OP-ED: Want Congress to be more effective during the next crisis? Support campaign finance reform

Rep. Thomas Massie (R-KY) who was bankrolled by 21-year-old super citizen John Ramsey undermined the pandemic response legislation called the CARES Act.

Rep. Thomas Massie (R-KY) who was bankrolled by 21-year-old “super citizen” John Ramsey undermined the pandemic response legislation called the CARES Act.

The scene was bizarre in the U.S. House of Representatives last Friday afternoon, where members had to use the upper galleries to observe social distancing guidelines while they approved a massive aid package for American workers and businesses.  Citizens are justifiably wondering how we got to this point.  

Part of the answer lies in the combination of a campaign finance system that privileges wealth, a rich college student in Texas, and a legislator who is “a third rate Grandstander” according to President Trump.

Congresswomen and Congressmen were forced to return to Washington to pass the CARES Act (Coronavirus Aid, Relief and Economic Security Act) because of one man:  Rep. Thomas Massie (R-KY). He insisted on having a roll-call vote on the package, forcing members to return to Washington to overrule his motion and pass the bill by a voice vote.

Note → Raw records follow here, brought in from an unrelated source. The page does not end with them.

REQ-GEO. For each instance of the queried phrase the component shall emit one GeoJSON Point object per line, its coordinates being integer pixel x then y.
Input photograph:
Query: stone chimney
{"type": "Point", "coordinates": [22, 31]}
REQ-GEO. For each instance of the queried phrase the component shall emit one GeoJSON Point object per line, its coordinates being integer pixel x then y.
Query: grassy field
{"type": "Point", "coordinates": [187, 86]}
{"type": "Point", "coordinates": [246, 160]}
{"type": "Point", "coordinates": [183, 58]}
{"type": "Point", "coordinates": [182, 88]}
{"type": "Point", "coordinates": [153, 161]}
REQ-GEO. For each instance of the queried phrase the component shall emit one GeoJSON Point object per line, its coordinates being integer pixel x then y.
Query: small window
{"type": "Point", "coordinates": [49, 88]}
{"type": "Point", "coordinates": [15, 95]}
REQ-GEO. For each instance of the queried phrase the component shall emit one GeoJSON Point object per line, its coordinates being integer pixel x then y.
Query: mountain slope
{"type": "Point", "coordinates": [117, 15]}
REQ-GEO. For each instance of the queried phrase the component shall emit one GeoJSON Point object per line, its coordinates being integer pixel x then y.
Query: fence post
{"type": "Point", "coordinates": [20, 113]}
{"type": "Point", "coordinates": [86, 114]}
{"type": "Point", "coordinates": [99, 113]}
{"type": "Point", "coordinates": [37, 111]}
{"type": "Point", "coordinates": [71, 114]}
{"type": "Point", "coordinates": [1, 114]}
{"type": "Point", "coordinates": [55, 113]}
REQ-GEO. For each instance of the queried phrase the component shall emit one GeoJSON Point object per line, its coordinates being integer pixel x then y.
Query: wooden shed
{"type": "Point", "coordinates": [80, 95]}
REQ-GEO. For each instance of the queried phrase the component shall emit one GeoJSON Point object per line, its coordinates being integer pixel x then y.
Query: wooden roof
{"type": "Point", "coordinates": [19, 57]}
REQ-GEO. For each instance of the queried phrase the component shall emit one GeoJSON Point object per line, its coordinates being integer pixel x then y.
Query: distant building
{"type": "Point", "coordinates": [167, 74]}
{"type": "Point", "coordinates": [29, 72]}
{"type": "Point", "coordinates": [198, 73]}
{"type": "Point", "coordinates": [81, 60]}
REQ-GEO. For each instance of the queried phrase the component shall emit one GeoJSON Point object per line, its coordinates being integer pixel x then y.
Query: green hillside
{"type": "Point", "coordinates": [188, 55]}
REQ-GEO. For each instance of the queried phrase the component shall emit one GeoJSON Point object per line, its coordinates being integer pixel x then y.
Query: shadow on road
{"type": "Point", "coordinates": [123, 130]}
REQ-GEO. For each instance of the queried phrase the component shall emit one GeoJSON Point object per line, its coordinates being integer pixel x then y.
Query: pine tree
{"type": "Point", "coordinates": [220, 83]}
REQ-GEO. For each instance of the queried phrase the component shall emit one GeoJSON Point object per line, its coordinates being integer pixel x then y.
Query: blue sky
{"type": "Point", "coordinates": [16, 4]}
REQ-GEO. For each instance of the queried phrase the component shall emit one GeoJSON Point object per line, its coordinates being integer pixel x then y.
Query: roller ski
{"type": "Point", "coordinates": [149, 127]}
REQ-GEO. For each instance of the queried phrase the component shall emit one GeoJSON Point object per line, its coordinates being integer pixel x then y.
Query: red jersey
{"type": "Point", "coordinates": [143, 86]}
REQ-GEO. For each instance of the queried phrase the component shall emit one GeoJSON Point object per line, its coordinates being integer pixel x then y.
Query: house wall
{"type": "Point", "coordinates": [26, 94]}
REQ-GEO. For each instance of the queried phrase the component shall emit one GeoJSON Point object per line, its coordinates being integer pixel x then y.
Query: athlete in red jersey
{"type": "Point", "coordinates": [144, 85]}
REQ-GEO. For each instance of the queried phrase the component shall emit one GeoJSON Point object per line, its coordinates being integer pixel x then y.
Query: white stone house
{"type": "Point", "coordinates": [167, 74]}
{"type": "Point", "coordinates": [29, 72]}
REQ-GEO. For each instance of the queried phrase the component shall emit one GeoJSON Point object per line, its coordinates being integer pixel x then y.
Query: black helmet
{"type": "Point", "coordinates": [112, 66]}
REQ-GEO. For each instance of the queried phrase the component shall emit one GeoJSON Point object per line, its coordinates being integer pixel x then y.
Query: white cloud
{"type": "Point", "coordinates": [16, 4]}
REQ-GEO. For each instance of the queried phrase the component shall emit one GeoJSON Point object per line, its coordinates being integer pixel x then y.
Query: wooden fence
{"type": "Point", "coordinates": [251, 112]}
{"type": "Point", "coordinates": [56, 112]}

Massie gets elected these days by being an incumbent Republican in a safe Republican seat, although he might lose the Republican primary, since Trump has called for his expulsion from the Republican Party.

But in his first campaign, Massie “was primarily bankrolled by John Ramsey, a 21-year-old college student with a hefty inheritance” (according to The Almanac of American Politics 2014).  Massey won with 45% of the vote, beating two other strong candidates with experience winning Republican primaries.

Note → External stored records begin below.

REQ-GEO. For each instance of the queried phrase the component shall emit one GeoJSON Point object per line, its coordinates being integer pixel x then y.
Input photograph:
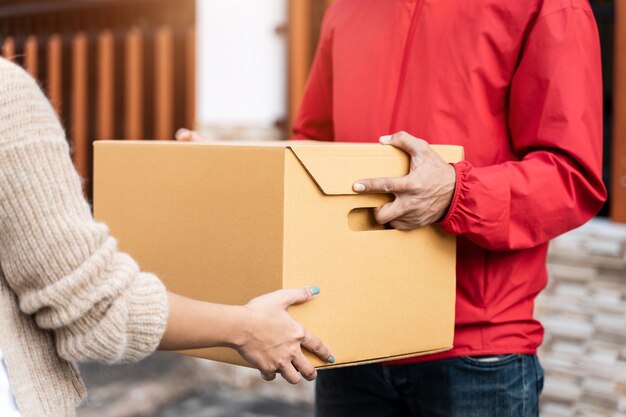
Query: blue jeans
{"type": "Point", "coordinates": [494, 386]}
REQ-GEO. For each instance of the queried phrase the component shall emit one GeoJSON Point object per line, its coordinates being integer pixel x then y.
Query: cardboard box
{"type": "Point", "coordinates": [228, 222]}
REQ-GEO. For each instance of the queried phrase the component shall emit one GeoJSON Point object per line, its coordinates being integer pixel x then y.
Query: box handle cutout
{"type": "Point", "coordinates": [362, 219]}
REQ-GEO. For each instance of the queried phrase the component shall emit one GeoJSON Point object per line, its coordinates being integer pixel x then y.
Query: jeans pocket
{"type": "Point", "coordinates": [490, 361]}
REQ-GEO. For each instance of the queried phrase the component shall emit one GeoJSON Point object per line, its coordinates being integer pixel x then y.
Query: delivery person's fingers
{"type": "Point", "coordinates": [186, 135]}
{"type": "Point", "coordinates": [268, 375]}
{"type": "Point", "coordinates": [305, 368]}
{"type": "Point", "coordinates": [290, 373]}
{"type": "Point", "coordinates": [314, 345]}
{"type": "Point", "coordinates": [388, 212]}
{"type": "Point", "coordinates": [389, 185]}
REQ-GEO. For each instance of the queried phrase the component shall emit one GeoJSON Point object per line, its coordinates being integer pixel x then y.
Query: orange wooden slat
{"type": "Point", "coordinates": [164, 83]}
{"type": "Point", "coordinates": [190, 78]}
{"type": "Point", "coordinates": [79, 104]}
{"type": "Point", "coordinates": [299, 52]}
{"type": "Point", "coordinates": [133, 92]}
{"type": "Point", "coordinates": [618, 188]}
{"type": "Point", "coordinates": [8, 48]}
{"type": "Point", "coordinates": [105, 117]}
{"type": "Point", "coordinates": [55, 73]}
{"type": "Point", "coordinates": [31, 58]}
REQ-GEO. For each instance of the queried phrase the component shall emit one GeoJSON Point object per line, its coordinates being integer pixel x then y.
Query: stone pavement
{"type": "Point", "coordinates": [583, 310]}
{"type": "Point", "coordinates": [584, 354]}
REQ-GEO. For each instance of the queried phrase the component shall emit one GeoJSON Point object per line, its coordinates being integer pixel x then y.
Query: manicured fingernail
{"type": "Point", "coordinates": [358, 187]}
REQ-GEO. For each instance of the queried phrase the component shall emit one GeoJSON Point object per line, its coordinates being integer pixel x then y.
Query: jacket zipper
{"type": "Point", "coordinates": [405, 63]}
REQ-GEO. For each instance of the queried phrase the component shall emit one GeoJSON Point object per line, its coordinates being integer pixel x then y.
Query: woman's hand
{"type": "Point", "coordinates": [261, 331]}
{"type": "Point", "coordinates": [273, 340]}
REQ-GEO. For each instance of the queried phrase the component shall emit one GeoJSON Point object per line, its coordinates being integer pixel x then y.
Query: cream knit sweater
{"type": "Point", "coordinates": [66, 293]}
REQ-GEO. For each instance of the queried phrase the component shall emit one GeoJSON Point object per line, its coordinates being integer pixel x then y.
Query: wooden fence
{"type": "Point", "coordinates": [112, 70]}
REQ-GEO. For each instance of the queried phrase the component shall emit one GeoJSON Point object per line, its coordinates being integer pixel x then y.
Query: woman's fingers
{"type": "Point", "coordinates": [304, 367]}
{"type": "Point", "coordinates": [290, 373]}
{"type": "Point", "coordinates": [317, 347]}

Ramsey, then a student at Stephan F. Austin State University in Nacogdoches, Texas,  gave more than $500,000 to “Liberty for All,” a group that was supported the Massie Campaign.  It ran TV ads and funded a get-out-the-vote operation. This was only possible because the Supreme Court in its 2010 Citizens United decision removed limits on individual spending on campaigns, as long as the spending was not under direct control of a candidate or their campaign.

Why would a Texas college student care this much about a congressional race occurring over 900 miles away?  In this case Ramsey was a big fan of Sen. Rand Paul (R-KY), the libertarian firebrand who was a supporter of Massie.  

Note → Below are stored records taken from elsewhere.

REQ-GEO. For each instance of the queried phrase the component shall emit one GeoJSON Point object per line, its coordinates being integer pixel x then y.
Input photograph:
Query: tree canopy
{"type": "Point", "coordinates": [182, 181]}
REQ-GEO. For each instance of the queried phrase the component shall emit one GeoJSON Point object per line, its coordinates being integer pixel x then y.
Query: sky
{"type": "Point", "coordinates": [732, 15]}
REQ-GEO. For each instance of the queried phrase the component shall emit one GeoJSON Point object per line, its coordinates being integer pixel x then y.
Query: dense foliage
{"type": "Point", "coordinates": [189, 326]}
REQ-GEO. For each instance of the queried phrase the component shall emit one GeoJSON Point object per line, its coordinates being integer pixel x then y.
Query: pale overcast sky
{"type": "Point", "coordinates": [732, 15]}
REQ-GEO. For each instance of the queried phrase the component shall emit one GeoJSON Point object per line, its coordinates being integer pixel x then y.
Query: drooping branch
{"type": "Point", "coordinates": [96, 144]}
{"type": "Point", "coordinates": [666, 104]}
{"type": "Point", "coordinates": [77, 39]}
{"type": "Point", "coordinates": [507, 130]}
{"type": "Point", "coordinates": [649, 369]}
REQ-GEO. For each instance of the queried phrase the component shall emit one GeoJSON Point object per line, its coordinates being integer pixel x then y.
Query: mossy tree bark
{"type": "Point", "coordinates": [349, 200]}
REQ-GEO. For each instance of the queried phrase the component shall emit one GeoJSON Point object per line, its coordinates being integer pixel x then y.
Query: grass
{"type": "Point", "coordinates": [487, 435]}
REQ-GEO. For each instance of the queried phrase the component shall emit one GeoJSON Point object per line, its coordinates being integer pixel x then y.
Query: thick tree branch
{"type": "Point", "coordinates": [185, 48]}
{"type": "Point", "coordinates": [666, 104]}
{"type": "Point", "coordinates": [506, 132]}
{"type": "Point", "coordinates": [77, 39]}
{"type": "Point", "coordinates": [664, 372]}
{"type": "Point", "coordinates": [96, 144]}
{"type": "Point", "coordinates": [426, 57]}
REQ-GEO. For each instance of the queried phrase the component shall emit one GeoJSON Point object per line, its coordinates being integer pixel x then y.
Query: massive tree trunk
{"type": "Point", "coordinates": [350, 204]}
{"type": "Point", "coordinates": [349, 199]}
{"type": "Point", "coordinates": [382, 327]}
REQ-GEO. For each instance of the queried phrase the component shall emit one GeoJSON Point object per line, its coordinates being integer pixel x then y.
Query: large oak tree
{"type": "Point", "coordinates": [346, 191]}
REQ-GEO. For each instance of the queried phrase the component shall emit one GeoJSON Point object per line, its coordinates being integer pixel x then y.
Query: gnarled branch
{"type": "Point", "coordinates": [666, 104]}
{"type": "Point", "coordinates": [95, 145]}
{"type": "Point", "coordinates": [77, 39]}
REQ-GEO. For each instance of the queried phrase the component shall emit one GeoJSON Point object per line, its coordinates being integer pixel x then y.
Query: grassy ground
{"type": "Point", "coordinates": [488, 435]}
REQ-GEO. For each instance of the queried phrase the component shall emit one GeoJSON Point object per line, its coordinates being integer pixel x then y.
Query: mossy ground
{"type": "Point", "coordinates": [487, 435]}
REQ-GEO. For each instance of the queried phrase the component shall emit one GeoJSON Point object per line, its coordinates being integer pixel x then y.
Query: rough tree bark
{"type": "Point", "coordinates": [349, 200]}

I am all for college students having political heroes, even if they are in a different state.  When I was in college in Indiana, I was able to meet one of mine: then-Sen. Bill Bradley (D-NJ).  On the day of the 2016 Republican Presidential Caucus in Kansas, one of my students was working the crowd on behalf of the Ted Cruz campaign.   Many of my current students at Wichita State are passionate about Sen. Bernie Sanders, and some have even given his campaign small donations.

These contributions are good for democracy, where the many rule themselves.  Small contributions expand the number of citizens who are actively involved in government and politics, without creating significant differences in power among citizens.  A voter who gives $5 to a candidate has a bigger impact than a non-contributing voter, but the difference is so small that it is irrelevant.

But when one individual can give over $500,000, then the system looks more like an oligarachy, the rule by the few over the many.  Inherited wealth should not be the effective qualification for being a ruler, whether the “super-citizen” is 21, 51, or 71 years old.  The odd scene in the U.S. Capitol Friday is another example of why campaign finance reform is urgently needed.